Ne cherchez pas à découvrir le nid
Ces terriers utilisés vont parfois jusqu’à 2 mètres de profondeur généralement tapissés de feuilles par son occupant précédent. 10 Et donc il est très difficile de découvrir un essaim de bourdons. On peut l’imaginer, mais très peu de personne n’en ont déjà vu. L’auteur du livre déjà cité ici, Eric Grissel, de sa vie n’en a vu que deux en 50 ans de recherche !
Surtout si vous découvrez un trou où des bourdons s’engouffrent, ne déterrez pas le nid. Vous allez exciter la reine qui va vous piquer. La reine des bourdons peut vous piquer plusieurs fois. Elle ne perd pas son dard. Mettez-vous dans la tête qu’il faut tout faire pour ne pas détruire le nid. Les bourdons ne vous attaquent que si vous dérangez le nid.
Au cœur de l’abri
L’intérieur du nid est constitué de pots de cire pour stocker le nectar, de cellules de couvain en cire en forme d’amphore ou d’œuf et d’une enveloppe de cire ou de pollen aggloméré, souvent tapissée de matériaux isolants comme des feuilles, de la fourrure animale, ou des isolants tels que de la laine de verre ou autre. A la fin de l’été, quand les ruches d’abeille se désemplissent et se préparent à l’hiver, la reine des bourdons recherche cette cire et l’apporte dans son nid pour préparer la saison suivante. Elle collecte ensuite des ressources à l’extérieur pour construire son nid et le remplir.
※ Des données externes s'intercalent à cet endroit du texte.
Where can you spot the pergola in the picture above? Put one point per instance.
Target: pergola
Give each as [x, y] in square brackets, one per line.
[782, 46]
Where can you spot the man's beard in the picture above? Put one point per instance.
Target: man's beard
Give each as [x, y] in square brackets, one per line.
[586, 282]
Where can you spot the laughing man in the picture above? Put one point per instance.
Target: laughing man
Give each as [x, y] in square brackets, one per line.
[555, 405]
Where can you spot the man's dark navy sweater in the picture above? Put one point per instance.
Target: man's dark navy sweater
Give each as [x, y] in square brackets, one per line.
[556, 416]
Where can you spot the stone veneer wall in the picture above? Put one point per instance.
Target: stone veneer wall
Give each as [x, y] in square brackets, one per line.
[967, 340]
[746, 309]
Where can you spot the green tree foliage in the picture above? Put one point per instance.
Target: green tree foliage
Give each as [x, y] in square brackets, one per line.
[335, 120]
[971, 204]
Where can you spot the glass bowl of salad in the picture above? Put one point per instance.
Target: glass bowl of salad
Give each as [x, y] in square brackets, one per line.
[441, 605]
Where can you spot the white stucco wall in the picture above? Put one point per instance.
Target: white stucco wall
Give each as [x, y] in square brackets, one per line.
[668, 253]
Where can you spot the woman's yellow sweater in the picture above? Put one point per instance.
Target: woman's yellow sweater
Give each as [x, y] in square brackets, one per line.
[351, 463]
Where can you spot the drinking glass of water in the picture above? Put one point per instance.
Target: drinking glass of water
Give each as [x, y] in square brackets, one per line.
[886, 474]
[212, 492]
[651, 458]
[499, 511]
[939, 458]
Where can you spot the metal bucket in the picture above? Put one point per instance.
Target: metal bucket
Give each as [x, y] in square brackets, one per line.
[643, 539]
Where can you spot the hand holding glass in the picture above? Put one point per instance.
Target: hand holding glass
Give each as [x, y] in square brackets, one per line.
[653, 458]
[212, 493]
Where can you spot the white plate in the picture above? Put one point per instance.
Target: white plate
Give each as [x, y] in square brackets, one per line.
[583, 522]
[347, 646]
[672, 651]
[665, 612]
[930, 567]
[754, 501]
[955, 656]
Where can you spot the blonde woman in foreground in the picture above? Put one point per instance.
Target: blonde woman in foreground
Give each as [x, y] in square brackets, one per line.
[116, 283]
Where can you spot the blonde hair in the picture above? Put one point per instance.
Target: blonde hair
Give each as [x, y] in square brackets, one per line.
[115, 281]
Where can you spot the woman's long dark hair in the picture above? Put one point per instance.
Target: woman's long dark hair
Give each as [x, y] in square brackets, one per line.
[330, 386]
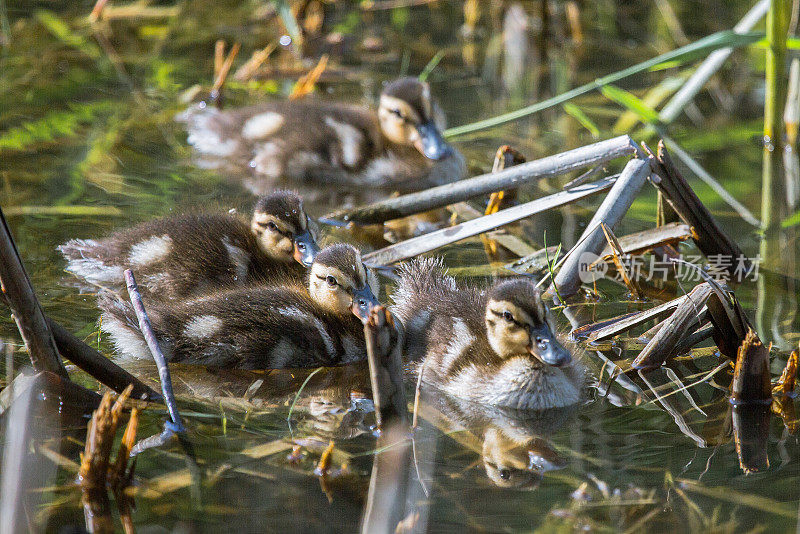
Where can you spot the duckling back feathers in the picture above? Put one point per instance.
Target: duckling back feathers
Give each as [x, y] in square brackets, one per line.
[446, 335]
[251, 328]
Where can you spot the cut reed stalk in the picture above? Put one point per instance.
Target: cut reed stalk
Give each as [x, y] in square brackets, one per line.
[385, 368]
[751, 376]
[21, 298]
[98, 366]
[155, 350]
[446, 236]
[675, 328]
[511, 178]
[610, 212]
[709, 237]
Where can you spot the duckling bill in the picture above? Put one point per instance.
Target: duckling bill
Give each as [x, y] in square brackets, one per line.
[400, 146]
[260, 327]
[187, 255]
[494, 346]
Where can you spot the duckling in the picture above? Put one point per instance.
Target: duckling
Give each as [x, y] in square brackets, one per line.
[260, 327]
[182, 256]
[493, 346]
[305, 140]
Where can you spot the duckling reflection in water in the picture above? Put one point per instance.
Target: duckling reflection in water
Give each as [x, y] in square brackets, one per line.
[400, 146]
[261, 327]
[493, 346]
[514, 444]
[187, 255]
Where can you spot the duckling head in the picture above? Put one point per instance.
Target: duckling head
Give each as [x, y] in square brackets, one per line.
[339, 282]
[518, 322]
[281, 225]
[407, 117]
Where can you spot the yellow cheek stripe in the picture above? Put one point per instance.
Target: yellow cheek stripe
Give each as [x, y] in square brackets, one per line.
[390, 102]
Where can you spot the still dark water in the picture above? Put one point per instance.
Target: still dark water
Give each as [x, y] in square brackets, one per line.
[88, 144]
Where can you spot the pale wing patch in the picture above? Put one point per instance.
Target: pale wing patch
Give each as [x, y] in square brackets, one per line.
[262, 125]
[202, 326]
[150, 250]
[91, 268]
[350, 139]
[523, 385]
[127, 341]
[239, 258]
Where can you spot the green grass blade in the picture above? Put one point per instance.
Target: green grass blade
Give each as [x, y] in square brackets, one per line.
[792, 220]
[704, 46]
[578, 114]
[423, 76]
[630, 102]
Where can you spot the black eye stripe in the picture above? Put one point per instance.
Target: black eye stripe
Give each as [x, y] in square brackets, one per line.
[514, 321]
[263, 225]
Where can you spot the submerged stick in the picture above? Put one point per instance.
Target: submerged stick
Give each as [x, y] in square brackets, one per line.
[610, 212]
[709, 237]
[751, 376]
[675, 329]
[155, 350]
[28, 314]
[98, 366]
[385, 368]
[446, 236]
[511, 178]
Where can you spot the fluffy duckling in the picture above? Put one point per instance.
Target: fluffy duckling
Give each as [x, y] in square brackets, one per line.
[493, 346]
[182, 256]
[306, 140]
[260, 327]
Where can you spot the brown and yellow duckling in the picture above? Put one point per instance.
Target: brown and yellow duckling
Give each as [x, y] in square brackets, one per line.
[400, 146]
[492, 346]
[260, 327]
[186, 255]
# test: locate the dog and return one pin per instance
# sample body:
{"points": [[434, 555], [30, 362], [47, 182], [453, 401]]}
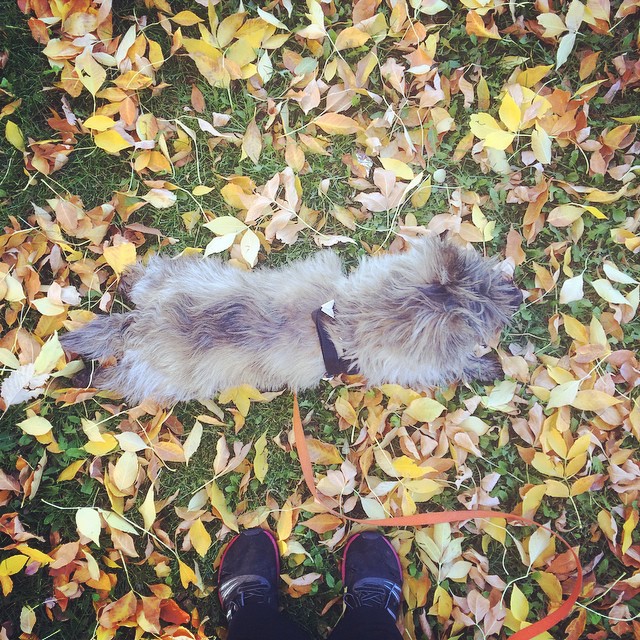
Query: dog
{"points": [[200, 325]]}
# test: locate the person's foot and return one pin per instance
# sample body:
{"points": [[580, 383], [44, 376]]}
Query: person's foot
{"points": [[371, 573], [249, 571]]}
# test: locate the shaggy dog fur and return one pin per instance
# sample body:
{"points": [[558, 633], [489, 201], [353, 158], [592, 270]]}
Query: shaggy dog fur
{"points": [[201, 326]]}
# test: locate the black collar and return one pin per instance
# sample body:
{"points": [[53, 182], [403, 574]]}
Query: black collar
{"points": [[334, 364]]}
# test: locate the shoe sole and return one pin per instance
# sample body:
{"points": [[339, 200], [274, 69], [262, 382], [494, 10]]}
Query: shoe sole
{"points": [[349, 543], [224, 553]]}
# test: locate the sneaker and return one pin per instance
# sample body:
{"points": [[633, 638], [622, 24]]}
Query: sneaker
{"points": [[372, 573], [249, 571]]}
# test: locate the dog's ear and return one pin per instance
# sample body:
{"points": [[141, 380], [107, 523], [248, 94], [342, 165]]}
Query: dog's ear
{"points": [[438, 295], [436, 292]]}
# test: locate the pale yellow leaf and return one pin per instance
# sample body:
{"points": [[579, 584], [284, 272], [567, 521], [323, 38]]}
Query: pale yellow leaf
{"points": [[126, 470], [14, 135], [35, 426], [260, 464], [89, 524], [120, 256], [350, 38], [424, 409], [111, 141], [200, 538], [336, 123], [99, 123]]}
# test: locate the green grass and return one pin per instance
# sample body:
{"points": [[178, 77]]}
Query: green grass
{"points": [[94, 176]]}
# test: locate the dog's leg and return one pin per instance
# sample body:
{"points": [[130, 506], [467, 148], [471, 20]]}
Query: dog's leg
{"points": [[100, 338], [484, 369], [132, 274]]}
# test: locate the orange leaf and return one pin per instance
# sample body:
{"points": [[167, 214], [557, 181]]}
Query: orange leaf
{"points": [[119, 611], [171, 612], [476, 27], [336, 123], [322, 523]]}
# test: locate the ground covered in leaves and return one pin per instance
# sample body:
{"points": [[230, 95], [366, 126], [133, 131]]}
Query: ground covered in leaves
{"points": [[262, 132]]}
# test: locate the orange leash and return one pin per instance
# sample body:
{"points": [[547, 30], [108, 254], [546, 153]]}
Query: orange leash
{"points": [[421, 519]]}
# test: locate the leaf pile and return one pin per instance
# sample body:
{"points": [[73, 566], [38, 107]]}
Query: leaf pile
{"points": [[357, 125]]}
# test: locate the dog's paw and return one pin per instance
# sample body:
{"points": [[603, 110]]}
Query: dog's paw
{"points": [[484, 369]]}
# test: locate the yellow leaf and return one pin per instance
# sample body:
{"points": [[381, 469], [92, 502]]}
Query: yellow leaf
{"points": [[532, 499], [220, 505], [538, 542], [495, 527], [48, 307], [550, 584], [148, 509], [556, 489], [422, 194], [476, 27], [627, 530], [350, 38], [541, 145], [336, 123], [260, 465], [346, 411], [323, 452], [249, 247], [49, 355], [89, 524], [594, 211], [565, 215], [510, 113], [563, 395], [108, 444], [575, 329], [543, 463], [200, 538], [14, 135], [530, 77], [99, 123], [442, 604], [12, 564], [582, 485], [34, 554], [201, 190], [400, 169], [35, 426], [519, 604], [187, 574], [186, 18], [424, 409], [285, 522], [69, 472], [126, 470], [111, 141], [581, 445], [252, 142], [593, 400], [119, 257], [408, 468], [241, 396]]}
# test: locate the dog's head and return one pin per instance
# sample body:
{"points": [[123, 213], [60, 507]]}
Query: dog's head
{"points": [[467, 288]]}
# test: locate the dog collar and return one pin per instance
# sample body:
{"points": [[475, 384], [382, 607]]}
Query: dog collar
{"points": [[334, 364]]}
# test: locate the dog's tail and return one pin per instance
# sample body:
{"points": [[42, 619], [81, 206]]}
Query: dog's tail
{"points": [[100, 338]]}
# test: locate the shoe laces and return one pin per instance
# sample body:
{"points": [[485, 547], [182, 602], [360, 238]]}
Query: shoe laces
{"points": [[374, 592], [236, 592]]}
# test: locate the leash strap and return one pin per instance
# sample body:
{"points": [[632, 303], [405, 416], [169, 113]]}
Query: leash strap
{"points": [[438, 517], [333, 363]]}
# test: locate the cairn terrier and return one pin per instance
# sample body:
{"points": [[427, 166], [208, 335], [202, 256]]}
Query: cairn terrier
{"points": [[200, 325]]}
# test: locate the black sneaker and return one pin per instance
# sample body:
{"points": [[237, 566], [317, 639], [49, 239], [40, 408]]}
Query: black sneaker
{"points": [[372, 573], [249, 571]]}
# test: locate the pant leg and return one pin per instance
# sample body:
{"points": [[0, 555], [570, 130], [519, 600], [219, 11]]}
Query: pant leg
{"points": [[365, 623], [261, 622]]}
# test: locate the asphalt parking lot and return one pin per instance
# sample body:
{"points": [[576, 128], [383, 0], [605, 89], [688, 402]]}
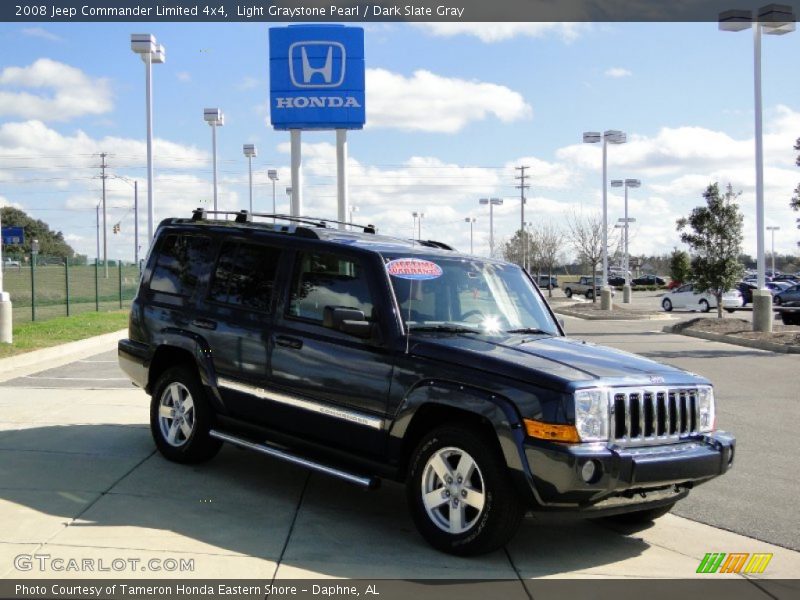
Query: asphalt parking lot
{"points": [[79, 478]]}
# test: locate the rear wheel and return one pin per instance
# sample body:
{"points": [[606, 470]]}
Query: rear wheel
{"points": [[460, 494], [180, 417]]}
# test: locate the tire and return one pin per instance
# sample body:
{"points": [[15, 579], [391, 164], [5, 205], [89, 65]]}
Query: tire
{"points": [[482, 528], [189, 442], [640, 517]]}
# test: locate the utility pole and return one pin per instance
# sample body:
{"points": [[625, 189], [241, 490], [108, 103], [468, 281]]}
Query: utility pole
{"points": [[523, 234], [103, 177]]}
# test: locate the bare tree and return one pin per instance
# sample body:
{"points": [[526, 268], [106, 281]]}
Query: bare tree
{"points": [[586, 233], [550, 240]]}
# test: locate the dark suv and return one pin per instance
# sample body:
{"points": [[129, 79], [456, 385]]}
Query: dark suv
{"points": [[367, 357]]}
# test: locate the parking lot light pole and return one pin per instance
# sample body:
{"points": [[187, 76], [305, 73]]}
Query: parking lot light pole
{"points": [[628, 183], [610, 136], [250, 152], [773, 19], [273, 177], [6, 312], [492, 202], [215, 118], [471, 221], [152, 53], [773, 229]]}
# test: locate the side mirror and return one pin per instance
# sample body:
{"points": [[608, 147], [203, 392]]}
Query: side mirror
{"points": [[347, 320]]}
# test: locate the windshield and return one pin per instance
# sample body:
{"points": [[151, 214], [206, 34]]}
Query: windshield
{"points": [[466, 295]]}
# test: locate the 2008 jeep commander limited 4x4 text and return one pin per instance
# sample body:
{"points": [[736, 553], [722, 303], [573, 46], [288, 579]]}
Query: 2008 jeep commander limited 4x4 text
{"points": [[366, 357]]}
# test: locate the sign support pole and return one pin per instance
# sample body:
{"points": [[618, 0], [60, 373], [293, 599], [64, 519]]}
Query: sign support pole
{"points": [[341, 176], [297, 172]]}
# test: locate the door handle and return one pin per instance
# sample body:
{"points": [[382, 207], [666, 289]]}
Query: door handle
{"points": [[288, 342]]}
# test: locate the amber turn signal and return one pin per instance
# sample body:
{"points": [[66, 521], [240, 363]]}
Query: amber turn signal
{"points": [[551, 431]]}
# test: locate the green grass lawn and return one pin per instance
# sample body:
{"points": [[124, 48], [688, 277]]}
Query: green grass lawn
{"points": [[41, 334]]}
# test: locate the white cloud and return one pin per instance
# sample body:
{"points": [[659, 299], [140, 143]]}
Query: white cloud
{"points": [[497, 32], [41, 33], [73, 92], [429, 102], [617, 72]]}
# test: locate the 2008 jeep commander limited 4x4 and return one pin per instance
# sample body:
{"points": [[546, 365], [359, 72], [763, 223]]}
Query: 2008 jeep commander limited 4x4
{"points": [[365, 357]]}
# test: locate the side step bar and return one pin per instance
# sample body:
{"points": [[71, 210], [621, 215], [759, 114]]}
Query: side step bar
{"points": [[369, 483]]}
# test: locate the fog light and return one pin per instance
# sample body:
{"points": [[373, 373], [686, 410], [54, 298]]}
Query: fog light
{"points": [[588, 471]]}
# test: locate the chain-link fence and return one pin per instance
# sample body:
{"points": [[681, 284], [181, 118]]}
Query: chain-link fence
{"points": [[54, 287]]}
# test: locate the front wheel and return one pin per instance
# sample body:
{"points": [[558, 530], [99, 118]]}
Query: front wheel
{"points": [[459, 492], [180, 417]]}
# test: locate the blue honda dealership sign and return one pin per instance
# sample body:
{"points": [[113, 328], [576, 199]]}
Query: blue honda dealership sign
{"points": [[316, 77], [13, 235]]}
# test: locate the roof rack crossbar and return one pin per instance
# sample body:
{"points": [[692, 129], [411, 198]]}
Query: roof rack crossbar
{"points": [[244, 216]]}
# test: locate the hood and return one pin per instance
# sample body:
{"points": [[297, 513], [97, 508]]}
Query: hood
{"points": [[559, 363]]}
Comme la reine revient dans son nid de naissance, elle prépare déjà l’arrivée des nouveaux bourdons pour l’année suivante.
Il est possible d’acheter une boîte de nidification pour bourdon. Cette boite porte aussi le nom de ruche à bourdon. Cela coûte assez cher alors qu’il est possible de les réaliser soit même. Il en existe une en Allemagne qui est enterrée et que l’on ne bougera plus. Certains bourdons préfèreront une boîte à bourdons qui ne sont pas dans le sol comme on en trouve en Suisse. 11 Quoiqu’il en soit, il est important de placer une ou deux solutions d’abris pour les bourdons, tant ils sont soumis à des contraintes modernes qui accélèrent leur disparition.
La migration des reines bourdons
Le bourdon ne migre pas ! Il ne fait pas partie des animaux migrants comme le syrphe ou la libellule. Et pourtant, deux entomologistes normands découvrent le 18 mars 2009 un phénomène bizarre à l’embouchure de la Seine. Il constate la présence de centaines de bourdons qui ne font que passer au-dessus d’une longue dune de sable dépourvue de toute végétation en fleurs. Ils reviennent deux jours plus tard au même endroit et constatent le même phénomène : « Les bourdons se dirigent droit au sud, parallèlement au rivage, sans hésitation ni retour en arrière, à peine quelques courbes. Le vol est bas et rapide. (…) Les bourdons sont là et ils continuent de passer avec détermination comme des oiseaux migrateurs… sauf qu’ils se dirigent à contre-sens du mouvement général : les hirondelles croisent vers le nord, les bourdons progressent vers le sud, n’hésitant pas à traverser l’estuaire, au-delà des ruets et des bancs de sable qui les séparent de la rive gauche. » 12
L’entomologiste arrive à capturer un de ces bourdons pour déterminer l’espèce qui vole ainsi le long du littoral. Ce n’est pas chose facile d’autant que le bourdon fait du 3m/seconde comme vitesse. Il est très probable que la ligne côtière lui permet de se repérer et de ne pas se perdre en mer. Il s’agit d’une reine fécondée Bombus terrestris ! Le plus banal de tous les bourdons.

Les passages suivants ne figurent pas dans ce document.